Currently, IndiSoft’s technology comes into play the day a borrower stops paying. But Dahiwadkarsays the company is working on programs that monitor borrower behavior so that if a life-changing event such as a divorce or layoff occurs, an IndiSoft client can take whatever steps are necessary to make sure the borrower continues to make timely payments as promised.
The client might choose to simply monitor a particular loan more closely than it would otherwise, perhaps sending a friendly reminder a few days after a payment is due rather than waiting until it is 30 or 60 days late. Or it could take bolder steps such as calling the borrower to make sure that all is well and offering help right away instead of when the borrower is 90 days behind.
Right now servicers are so overwhelmed trying to work through the millions of mortgages that are in some stage of the foreclosure process that slow-paying or minimally late-paying loans are getting little or no attention. Worse, most borrowers tend to stick their heads in the sand when they get behind, figuring that they’ll solve their problems on their own. But even when borrowers call in an attempt to avert a potential crisis, short-handed servicers typically relegate them to the end of the line because they have their hands full with more extreme situations.

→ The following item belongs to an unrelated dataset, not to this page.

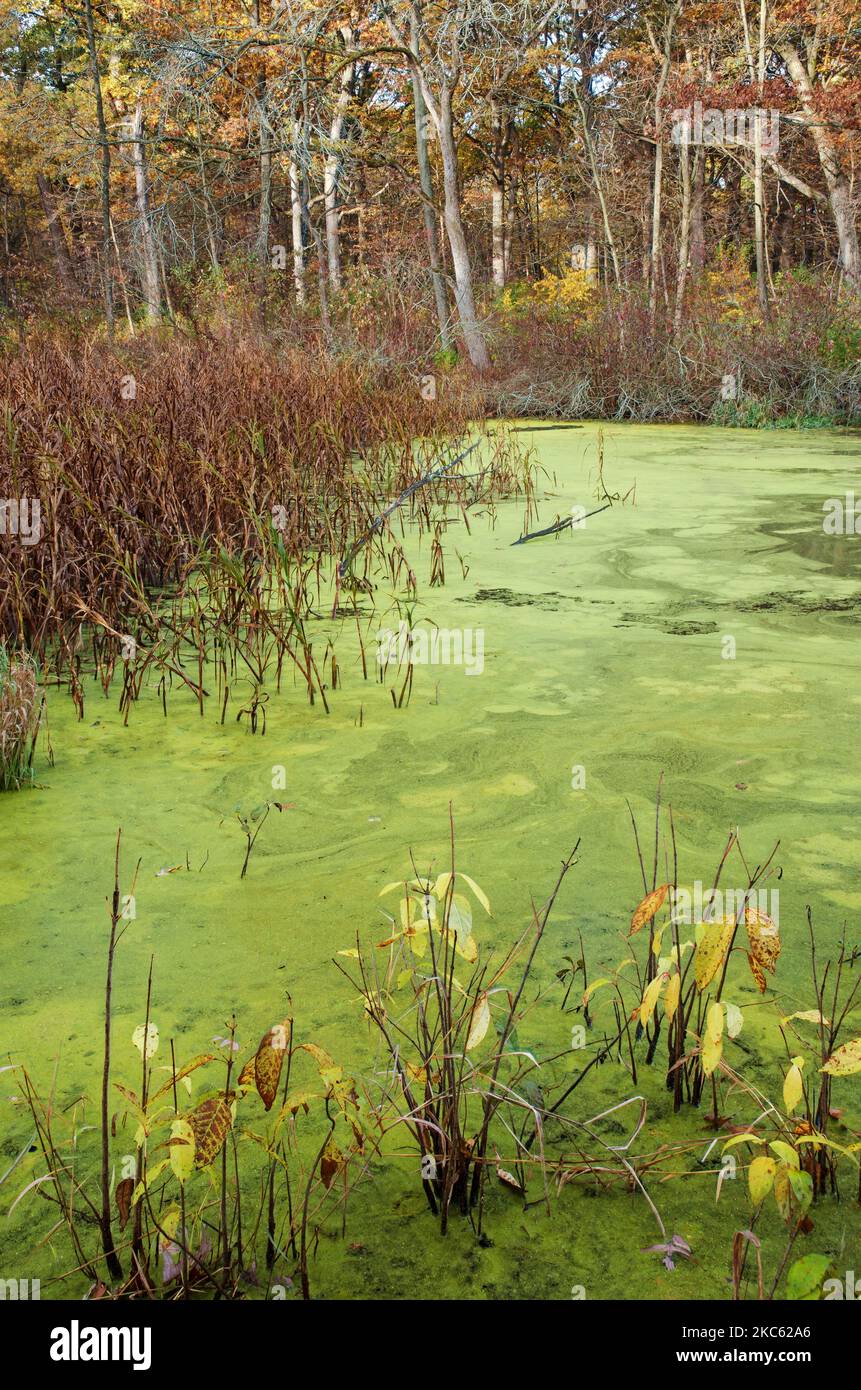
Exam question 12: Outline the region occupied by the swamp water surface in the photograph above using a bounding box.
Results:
[0,424,861,1298]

Eventually, though, the foreclosure mess will clear. And when that happens, Dahiwadkar believes that stakeholders will become far more proactive in managing risk than they are now. Instead of reacting to problems as they occur, he says, they will look for a pattern of behavior — clues, if you will — that indicate a problem is on the horizon. This goes far beyond the latest underwriting wrinkle of reevaluating a would-be borrower’s credit just before the mortgage closes to make sure that the person hasn’t taken out any other loans or run up other bills that would impinge on the ability to make house payments. And it could go way beyond monitoring for life events such as a major medical issue.
For example, the lender might ask you to sign a document at settlement that gives the servicer the right to run periodic credit reports to see whether you are having any difficulty paying your bills. If the servicer knows you’ve missed a couple of credit card payments or you are late on your auto loan, it might call to find out what’s up. But permission to monitor your credit goes even deeper than that. If all of a sudden you start paying your bills on the 15th of the month instead of the first, for example, programs developed by IndiSoft or other technology companies will alert the servicer, which can then step up its surveillance.

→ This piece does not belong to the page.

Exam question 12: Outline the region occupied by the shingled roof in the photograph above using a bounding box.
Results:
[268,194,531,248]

"There are different ways to analyze risk," Dahiwadkar says. "A change in behavior is something to be cautious about. So if a payment pattern changes, it could be a trigger for putting a loan on a ‘watch’ list." Then, if you don’t seem to be handling your finances well, the company might offer credit counseling so you don’t also fall behind on your mortgage. Or if you’ve been laid off, the servicer could offer to rework your loan or allow you to miss a few payments until you get back on your feet.

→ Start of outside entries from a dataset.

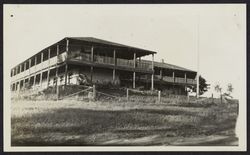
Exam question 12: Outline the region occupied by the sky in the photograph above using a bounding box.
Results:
[4,4,246,98]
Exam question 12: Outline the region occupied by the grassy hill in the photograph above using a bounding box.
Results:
[11,92,238,146]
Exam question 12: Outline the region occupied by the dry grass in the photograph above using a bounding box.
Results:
[11,96,238,146]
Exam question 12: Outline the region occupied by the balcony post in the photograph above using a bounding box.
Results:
[184,73,187,83]
[20,64,22,73]
[133,53,136,89]
[47,69,50,87]
[113,49,116,83]
[41,52,43,63]
[151,54,154,90]
[64,39,69,86]
[33,74,36,87]
[23,62,26,71]
[40,72,43,88]
[90,46,94,83]
[47,48,50,87]
[160,69,162,80]
[173,71,175,82]
[34,56,37,72]
[56,45,59,100]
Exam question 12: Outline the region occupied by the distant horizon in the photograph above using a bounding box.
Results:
[4,4,246,98]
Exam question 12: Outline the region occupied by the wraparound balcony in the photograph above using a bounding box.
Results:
[154,75,196,85]
[68,53,152,71]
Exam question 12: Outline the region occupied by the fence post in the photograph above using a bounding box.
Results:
[158,90,161,103]
[127,88,128,101]
[93,85,96,99]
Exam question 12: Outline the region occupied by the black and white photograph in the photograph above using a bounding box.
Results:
[3,4,247,152]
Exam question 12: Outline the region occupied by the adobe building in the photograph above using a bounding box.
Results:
[11,37,196,94]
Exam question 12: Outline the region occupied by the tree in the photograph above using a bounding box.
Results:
[191,76,210,95]
[223,83,233,98]
[214,84,222,103]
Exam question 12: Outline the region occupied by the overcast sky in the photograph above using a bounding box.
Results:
[4,4,246,98]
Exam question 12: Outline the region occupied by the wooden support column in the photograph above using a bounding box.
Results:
[34,56,37,72]
[90,46,94,83]
[41,52,43,63]
[151,54,154,90]
[133,53,136,89]
[173,71,175,82]
[56,45,60,100]
[47,69,50,87]
[47,48,50,87]
[160,69,163,80]
[113,50,116,82]
[39,72,43,87]
[33,74,36,86]
[20,64,22,73]
[24,62,27,71]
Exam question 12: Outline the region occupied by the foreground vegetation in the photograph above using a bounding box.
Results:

But Dahiwadkar says servicers and other stakeholders will be watching their borrowers’ behavior much more closely so they also can separate those who are truly experiencing financial difficulties from deadbeats simply refusing to pay.
If someone stops paying the mortgage but continues to make credit card payments on time or takes on new debt — a second mortgage, for example, a car loan or a loan from a finance company — the IndiSoft executive says, "It’s pretty certain you are dealing with a borrower who is not paying because he doesn’t want to, not because he can’t."